La recente scoperta e mappatura dei profili terpenici o le unità aromatiche presenti nella pianta sono al centro dell’attenzione. Questi componenti sono presenti in quantità basse e variano molto da una pianta all’altra. Ad ogni modo i loro effetti sono notevoli e in combinazione con i cannabinoidi stanno dando origine a nuove linee mediche che lavorano a più livelli all’interno dell’organismo. Siamo agli inizi della comprensione di queste relazioni complesse e il bisogno di ulteriore ricerca scientifica è essenziale se vogliamo capire in profondità cosa vogliamo replicare, per cosa e per chi!

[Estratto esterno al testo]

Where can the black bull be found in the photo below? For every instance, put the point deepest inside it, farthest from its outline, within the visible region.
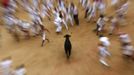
(67, 46)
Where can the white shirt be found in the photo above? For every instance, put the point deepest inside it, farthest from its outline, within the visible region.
(128, 50)
(125, 38)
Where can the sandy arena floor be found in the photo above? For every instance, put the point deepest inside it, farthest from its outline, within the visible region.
(51, 60)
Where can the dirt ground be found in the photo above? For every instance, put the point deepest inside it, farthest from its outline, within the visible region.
(51, 60)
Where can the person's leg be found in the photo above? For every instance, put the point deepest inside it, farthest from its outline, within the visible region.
(42, 43)
(77, 20)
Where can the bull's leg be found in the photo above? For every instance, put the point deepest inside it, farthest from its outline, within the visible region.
(69, 53)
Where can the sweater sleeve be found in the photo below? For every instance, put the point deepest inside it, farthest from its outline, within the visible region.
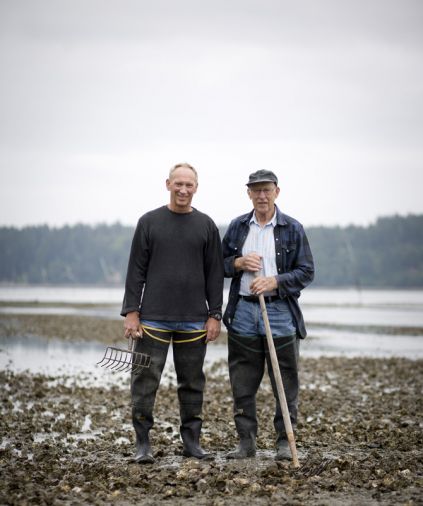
(214, 271)
(137, 269)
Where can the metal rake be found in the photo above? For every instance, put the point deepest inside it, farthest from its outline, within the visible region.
(118, 359)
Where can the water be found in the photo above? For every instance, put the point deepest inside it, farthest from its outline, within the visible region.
(336, 321)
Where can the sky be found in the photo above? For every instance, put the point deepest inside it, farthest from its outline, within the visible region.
(100, 98)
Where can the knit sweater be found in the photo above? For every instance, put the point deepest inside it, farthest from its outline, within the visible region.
(175, 268)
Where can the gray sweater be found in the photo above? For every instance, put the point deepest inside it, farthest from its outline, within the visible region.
(175, 269)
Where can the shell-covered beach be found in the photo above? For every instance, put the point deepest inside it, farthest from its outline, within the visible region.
(66, 439)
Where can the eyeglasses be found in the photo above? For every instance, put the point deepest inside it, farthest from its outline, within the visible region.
(257, 191)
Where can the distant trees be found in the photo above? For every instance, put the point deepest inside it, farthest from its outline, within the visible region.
(386, 254)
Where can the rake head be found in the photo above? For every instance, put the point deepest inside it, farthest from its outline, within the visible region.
(128, 360)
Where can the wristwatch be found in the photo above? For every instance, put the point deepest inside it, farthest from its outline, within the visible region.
(216, 316)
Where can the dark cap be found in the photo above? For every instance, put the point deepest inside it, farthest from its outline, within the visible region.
(262, 176)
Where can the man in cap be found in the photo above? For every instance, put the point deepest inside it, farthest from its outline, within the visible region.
(265, 252)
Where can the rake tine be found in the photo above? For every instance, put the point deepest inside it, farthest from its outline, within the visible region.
(123, 363)
(116, 360)
(119, 360)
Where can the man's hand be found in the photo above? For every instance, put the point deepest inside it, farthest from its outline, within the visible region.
(250, 262)
(263, 284)
(213, 329)
(131, 325)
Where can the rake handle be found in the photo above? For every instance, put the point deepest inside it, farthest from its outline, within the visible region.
(279, 384)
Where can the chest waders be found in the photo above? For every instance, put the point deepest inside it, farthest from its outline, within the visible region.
(189, 350)
(247, 358)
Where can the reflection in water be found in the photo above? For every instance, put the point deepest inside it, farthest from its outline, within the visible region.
(53, 357)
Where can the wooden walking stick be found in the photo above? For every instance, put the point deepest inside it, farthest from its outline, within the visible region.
(279, 384)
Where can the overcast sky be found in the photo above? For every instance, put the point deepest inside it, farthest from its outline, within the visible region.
(99, 98)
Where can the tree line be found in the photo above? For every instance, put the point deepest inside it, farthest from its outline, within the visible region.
(388, 253)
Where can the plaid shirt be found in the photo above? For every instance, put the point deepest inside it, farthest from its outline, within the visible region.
(294, 263)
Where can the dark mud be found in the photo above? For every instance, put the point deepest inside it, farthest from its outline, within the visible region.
(359, 437)
(359, 442)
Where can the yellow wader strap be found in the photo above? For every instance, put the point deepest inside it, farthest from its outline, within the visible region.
(149, 332)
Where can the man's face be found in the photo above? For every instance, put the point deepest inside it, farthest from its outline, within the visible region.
(263, 196)
(182, 186)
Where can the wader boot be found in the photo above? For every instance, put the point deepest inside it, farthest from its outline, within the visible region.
(246, 369)
(142, 423)
(188, 357)
(246, 426)
(144, 387)
(283, 451)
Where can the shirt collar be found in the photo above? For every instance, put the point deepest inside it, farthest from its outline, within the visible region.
(272, 222)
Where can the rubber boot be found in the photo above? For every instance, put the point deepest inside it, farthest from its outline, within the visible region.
(245, 449)
(142, 423)
(190, 434)
(144, 454)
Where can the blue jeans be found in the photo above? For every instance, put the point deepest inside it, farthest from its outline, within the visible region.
(248, 355)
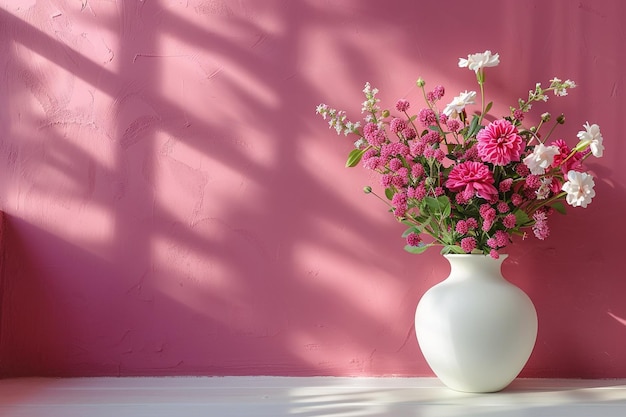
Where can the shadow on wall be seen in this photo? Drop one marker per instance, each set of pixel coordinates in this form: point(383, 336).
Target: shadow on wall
point(170, 213)
point(154, 232)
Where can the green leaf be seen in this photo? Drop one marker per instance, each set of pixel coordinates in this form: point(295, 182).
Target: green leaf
point(444, 205)
point(433, 204)
point(558, 206)
point(416, 249)
point(354, 157)
point(474, 127)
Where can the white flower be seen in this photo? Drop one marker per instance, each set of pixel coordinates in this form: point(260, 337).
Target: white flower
point(459, 102)
point(477, 61)
point(543, 191)
point(579, 189)
point(541, 158)
point(591, 137)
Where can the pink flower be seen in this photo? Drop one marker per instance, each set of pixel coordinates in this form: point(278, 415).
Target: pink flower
point(509, 221)
point(540, 228)
point(461, 227)
point(472, 177)
point(505, 185)
point(409, 133)
point(487, 212)
point(413, 239)
point(502, 238)
point(395, 164)
point(454, 125)
point(397, 125)
point(417, 170)
point(468, 244)
point(402, 105)
point(517, 199)
point(499, 143)
point(399, 201)
point(374, 135)
point(427, 117)
point(503, 207)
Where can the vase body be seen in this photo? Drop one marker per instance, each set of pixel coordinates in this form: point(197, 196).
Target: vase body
point(475, 329)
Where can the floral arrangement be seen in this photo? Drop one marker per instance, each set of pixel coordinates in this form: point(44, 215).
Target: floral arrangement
point(470, 184)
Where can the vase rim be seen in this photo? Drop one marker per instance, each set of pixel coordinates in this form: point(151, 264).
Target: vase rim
point(462, 255)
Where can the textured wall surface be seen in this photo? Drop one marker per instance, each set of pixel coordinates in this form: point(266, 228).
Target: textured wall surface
point(174, 205)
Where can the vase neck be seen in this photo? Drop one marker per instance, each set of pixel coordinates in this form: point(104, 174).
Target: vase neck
point(475, 267)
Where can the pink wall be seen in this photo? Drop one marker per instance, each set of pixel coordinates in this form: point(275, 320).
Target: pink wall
point(174, 206)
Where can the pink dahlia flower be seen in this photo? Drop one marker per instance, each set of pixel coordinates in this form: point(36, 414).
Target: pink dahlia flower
point(472, 177)
point(499, 143)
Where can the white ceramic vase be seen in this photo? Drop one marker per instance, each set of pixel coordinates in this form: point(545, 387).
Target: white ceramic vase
point(476, 329)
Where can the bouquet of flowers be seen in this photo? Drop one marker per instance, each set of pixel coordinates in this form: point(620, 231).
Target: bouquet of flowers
point(467, 183)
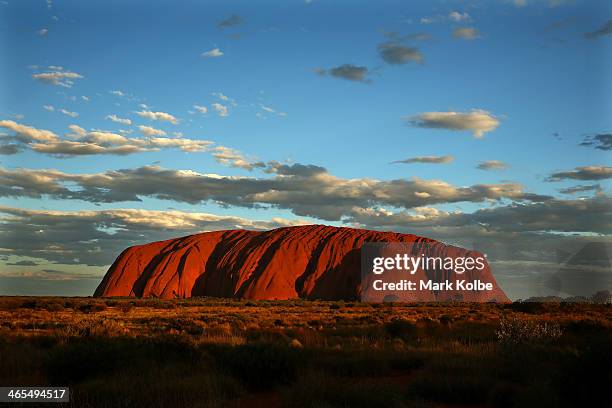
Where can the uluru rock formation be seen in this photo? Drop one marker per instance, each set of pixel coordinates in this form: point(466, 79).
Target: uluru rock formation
point(311, 261)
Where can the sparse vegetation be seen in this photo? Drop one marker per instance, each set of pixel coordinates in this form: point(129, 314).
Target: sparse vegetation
point(234, 353)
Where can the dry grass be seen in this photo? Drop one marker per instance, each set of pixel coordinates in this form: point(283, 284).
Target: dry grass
point(219, 352)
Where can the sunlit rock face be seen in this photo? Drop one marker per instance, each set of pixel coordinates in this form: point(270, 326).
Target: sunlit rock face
point(311, 262)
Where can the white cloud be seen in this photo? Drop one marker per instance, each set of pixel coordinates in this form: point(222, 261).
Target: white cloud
point(162, 116)
point(492, 165)
point(58, 77)
point(272, 110)
point(69, 113)
point(466, 33)
point(117, 119)
point(221, 110)
point(149, 131)
point(459, 17)
point(214, 53)
point(28, 133)
point(200, 109)
point(221, 96)
point(478, 121)
point(427, 159)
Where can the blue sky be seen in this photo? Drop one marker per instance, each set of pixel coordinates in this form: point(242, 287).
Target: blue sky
point(539, 70)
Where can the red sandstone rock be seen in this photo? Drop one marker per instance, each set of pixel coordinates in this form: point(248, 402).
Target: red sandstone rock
point(313, 261)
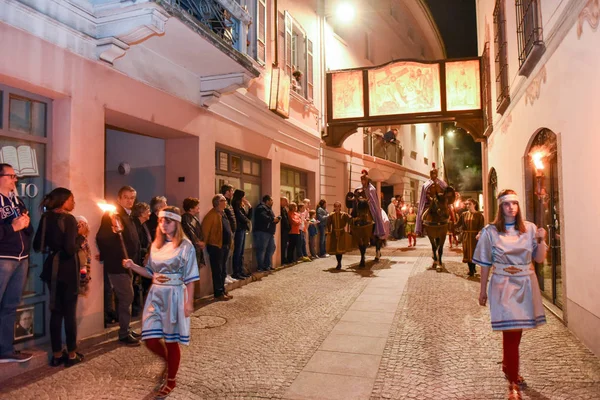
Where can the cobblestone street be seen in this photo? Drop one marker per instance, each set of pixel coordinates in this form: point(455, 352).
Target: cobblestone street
point(393, 331)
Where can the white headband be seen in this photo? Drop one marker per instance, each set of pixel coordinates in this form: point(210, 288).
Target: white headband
point(508, 197)
point(170, 215)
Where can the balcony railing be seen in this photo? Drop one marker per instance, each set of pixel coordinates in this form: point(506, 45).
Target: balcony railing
point(374, 145)
point(213, 15)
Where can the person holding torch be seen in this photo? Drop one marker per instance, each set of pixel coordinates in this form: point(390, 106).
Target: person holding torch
point(117, 240)
point(173, 268)
point(508, 248)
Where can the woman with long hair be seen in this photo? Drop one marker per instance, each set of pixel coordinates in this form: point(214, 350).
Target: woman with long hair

Le genetiche negli ultimi 50 anni sono rimaste pressoché le stesse che abbiamo sempre avuto come base per la selezione della cannabis. Tuttavia i processi di selezione e i test di laboratorio hanno svelato il contenuto delle piante e ci hanno permesso di scoprire con certezza quello che già sapevamo ma non eravamo in grado di provare. Perciò la maggior parte delle statistiche basate sulla merce sequestrata potrebbero non aver mai costituito una base di dati accurati per la formulazione delle vecchie leggi sulla cannabis. Oggigiorno con la tecnologia e i test più sensibili e precisi possiamo comprendere correttamente cosa stiamo usando senza dover tirare a indovinare, come abbiamo fatto agli inizi del breeding. Con l’utilizzo della micropropagazione per mantenere una libreria genetica sana in uno spazio molto ridotto, siamo in grado di conservare molte varietà di cannabis e di reinventare le combinazioni genetiche su specifiche precise. Ciò che una volta era l’opinione dei primi breeder di cannabis, senza analisi definitive, ora è diventato completamente l’opposto e possiamo creare nuove varietà di cannabis su misura per soddisfare i bisogni e i requisiti di nuove medicine!